Injury from falls 150 150 Tony Guo

Injury from falls

Falls are one of the most common causes of emergency visits for all ages. While many injuries from falls can be treated at home, you may need urgent care for a more serious injury such as: a fracture, dislocation or soft tissue injury. Sprains and strains are also common injuries from falls and can quickly become worse if left untreated. If your fall resulted in an injury to your hand or wrist, you may need urgent care even if it doesn’t seem like a major injury. Serious joint problems often don’t present with pain, so they may be missed until things get worse.

Injuries from falls are a very common reason for visits to urgent care. Falls can cause anything from a simple sprain to a severe concussion, and sometimes even more serious injuries like fractures or dislocations. Falls are a particular concern for seniors and toddlers who may not be able to tell you when they’re hurt or how badly. Some tips on how to prevent falls in your home include: installing safety gates at entryways; placing grab bars in strategic places around bathrooms and near tubs; and always making sure that your home is well lit. These precautions could save you—and others—from unnecessary pain, hospitalization, and other costly accidents that lead patients into urgent care facilities on a regular basis.
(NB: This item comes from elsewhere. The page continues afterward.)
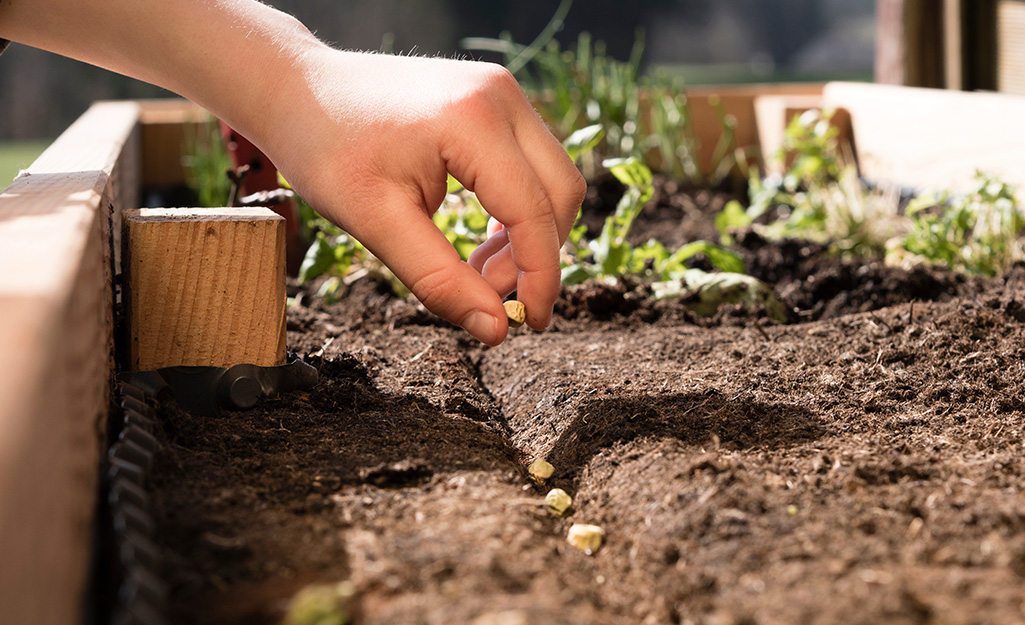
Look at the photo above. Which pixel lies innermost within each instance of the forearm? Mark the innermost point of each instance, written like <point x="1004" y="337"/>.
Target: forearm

Falls are a common reason for an urgent care visit. Falls can be caused by accidents or illnesses such as stroke, heart attack, high blood pressure and diabetes. It’s important to get medical attention right away if you suspect that you have suffered a fall-related injury such as a broken bone, head injury or spinal cord damage. These injuries may require surgery right away to prevent further complications. A doctor will likely recommend x-rays and possibly a CT scan to check for any internal bleeding or other damage after an accident. These scans could help reduce your recovery time and improve your outcome significantly. If you are injured from a fall, stay still until help arrives—even if it seems like there’s no immediate danger or concern over serious injury.